The plaudits Haley has gained put her in sharp contrast to her immediate boss. Where Haley has been vocal during crises, Tillerson has equivocated. Where the South Carolinian has trumpeted her successes, the Texan has occupied the background. With Tillerson disappearing home to Texas and not even issuing a statement during the latest North Korean missile crisis, some have been questioning how long it might be until Haley gets the call-up to replace him.

If that happens, it may well prove a poisoned chalice. While Haley enjoys freedom to maneuver and speak her mind in New York, she’d find herself far more constrained in Washington, in close contact with Trump and with the world’s press focused on her every move, the former Obama official said.
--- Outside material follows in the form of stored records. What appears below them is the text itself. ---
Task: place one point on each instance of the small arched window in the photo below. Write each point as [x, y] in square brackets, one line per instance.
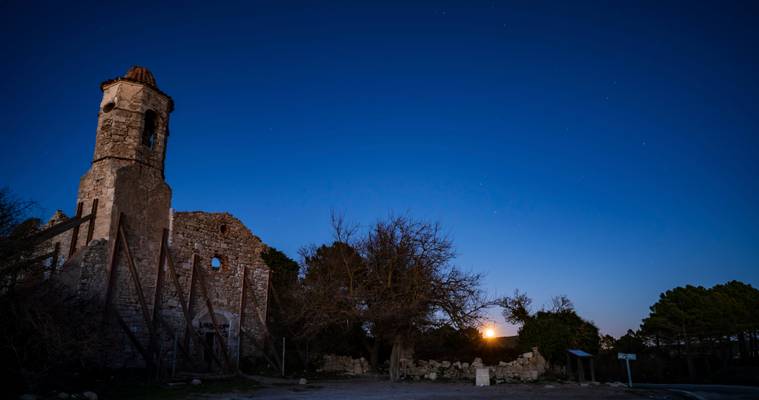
[148, 131]
[216, 263]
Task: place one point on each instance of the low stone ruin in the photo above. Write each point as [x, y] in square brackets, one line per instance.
[344, 365]
[528, 367]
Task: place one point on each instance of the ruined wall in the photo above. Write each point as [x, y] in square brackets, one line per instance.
[222, 236]
[126, 179]
[527, 367]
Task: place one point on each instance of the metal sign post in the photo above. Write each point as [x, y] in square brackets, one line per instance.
[627, 357]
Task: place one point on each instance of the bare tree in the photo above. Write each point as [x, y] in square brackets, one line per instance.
[516, 309]
[394, 280]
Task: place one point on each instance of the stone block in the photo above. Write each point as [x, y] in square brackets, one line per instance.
[482, 377]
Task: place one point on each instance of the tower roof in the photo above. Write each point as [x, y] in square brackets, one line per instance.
[142, 75]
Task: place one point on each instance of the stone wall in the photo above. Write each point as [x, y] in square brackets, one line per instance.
[344, 365]
[223, 236]
[527, 367]
[126, 179]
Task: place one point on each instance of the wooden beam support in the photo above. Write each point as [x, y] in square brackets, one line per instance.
[136, 281]
[91, 224]
[158, 298]
[212, 314]
[112, 262]
[54, 261]
[133, 339]
[190, 294]
[75, 233]
[241, 314]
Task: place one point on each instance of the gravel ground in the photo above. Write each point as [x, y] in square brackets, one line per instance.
[372, 389]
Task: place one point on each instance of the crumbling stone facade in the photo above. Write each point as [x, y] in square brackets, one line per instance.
[153, 269]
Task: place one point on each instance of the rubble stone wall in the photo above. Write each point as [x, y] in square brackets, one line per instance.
[527, 367]
[127, 178]
[220, 235]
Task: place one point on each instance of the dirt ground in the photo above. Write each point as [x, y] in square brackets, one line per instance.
[374, 389]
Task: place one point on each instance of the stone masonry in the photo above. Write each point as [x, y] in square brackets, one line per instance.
[126, 191]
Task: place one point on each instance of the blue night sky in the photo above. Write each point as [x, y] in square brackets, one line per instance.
[607, 151]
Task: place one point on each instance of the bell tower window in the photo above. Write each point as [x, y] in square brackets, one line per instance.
[148, 131]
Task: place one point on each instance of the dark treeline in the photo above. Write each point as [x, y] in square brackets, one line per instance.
[696, 334]
[385, 292]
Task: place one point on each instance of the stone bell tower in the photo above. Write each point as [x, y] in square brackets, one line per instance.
[127, 171]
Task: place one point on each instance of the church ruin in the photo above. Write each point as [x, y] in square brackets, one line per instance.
[177, 288]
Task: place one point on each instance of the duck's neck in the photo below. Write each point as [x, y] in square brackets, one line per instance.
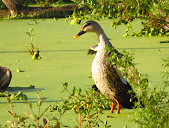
[103, 40]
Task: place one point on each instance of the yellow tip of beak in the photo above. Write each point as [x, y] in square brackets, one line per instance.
[76, 36]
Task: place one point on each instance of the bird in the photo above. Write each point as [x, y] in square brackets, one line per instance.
[5, 77]
[109, 80]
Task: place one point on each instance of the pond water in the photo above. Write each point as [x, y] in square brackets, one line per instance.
[65, 59]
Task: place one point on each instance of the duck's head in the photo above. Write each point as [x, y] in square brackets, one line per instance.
[89, 26]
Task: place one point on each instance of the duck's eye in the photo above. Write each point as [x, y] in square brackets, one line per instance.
[86, 25]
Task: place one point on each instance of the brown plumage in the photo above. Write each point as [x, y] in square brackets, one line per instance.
[108, 79]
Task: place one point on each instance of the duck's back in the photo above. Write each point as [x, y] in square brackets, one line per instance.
[109, 83]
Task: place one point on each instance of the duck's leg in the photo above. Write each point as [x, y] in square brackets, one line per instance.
[112, 107]
[118, 108]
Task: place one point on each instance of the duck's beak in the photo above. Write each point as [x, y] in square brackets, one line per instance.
[79, 34]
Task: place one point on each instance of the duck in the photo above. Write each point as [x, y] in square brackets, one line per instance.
[109, 80]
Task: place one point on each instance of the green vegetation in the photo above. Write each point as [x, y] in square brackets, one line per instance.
[125, 11]
[65, 59]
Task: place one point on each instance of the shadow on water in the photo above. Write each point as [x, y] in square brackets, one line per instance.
[82, 50]
[23, 89]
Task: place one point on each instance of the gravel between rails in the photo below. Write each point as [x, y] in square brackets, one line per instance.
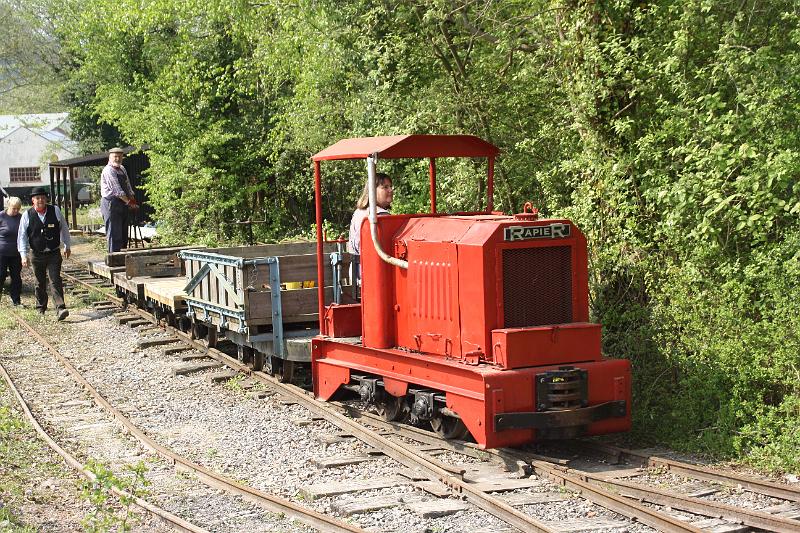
[264, 443]
[89, 432]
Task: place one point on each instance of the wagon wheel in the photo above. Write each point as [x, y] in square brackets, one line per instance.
[449, 427]
[282, 369]
[244, 354]
[258, 360]
[199, 331]
[392, 408]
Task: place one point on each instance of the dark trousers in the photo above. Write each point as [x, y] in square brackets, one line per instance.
[115, 215]
[48, 264]
[13, 265]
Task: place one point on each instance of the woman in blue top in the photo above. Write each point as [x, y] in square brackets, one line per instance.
[10, 259]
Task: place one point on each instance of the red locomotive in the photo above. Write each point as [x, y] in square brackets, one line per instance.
[477, 323]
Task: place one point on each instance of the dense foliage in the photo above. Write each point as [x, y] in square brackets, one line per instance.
[667, 130]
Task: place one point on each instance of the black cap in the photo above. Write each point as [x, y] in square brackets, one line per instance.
[38, 191]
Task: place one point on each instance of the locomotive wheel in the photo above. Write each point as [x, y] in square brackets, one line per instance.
[282, 369]
[199, 331]
[449, 427]
[211, 337]
[392, 408]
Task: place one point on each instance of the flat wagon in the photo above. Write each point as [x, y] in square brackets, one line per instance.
[263, 299]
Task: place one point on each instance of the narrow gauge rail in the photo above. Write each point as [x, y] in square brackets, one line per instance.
[270, 502]
[558, 471]
[165, 516]
[436, 470]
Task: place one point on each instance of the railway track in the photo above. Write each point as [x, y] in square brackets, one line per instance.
[212, 479]
[653, 507]
[173, 521]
“Trump will make statements that talk over you and change or undermine your policy; he’ll have meetings with heads of state that you’ll constantly have to second-guess and try to rework,” Bremmer said. Nonetheless, Haley’s sheer political talent would give her a better chance of success than the man currently in place, he says. “Someone who is savvy politically, [and] can build alliances and coalitions inside the administration is likely to do better than someone who expects everyone to come to them. I think Tillerson could have been a great secretary of State in other administrations but really not this one.”

While those political instincts would undoubtedly help her in the job, they may also stop her getting it. “She’s in a rather precarious position because it’s clear that at times Trump and Tillerson have become irritated with the amount of good press she’s getting,” Gowan says.

That means treading an extra-careful path as the world fixes its gaze on the attention-loving US president next week in New York. “While Haley has been a star at the UN, she’s going to have to spend General Assembly week trying to look like a servant in a sense,” Gowan says. “She needs to reassure the president that she isn’t using her base up here as a platform to outshine him or even potentially plan to replace to him in 2020.”

With a normal president in power, you’d expect a person of Haley’s political talents to negotiate that task with ease. But with Donald Trump, who can predict the kinds of fires she might be called on to put out?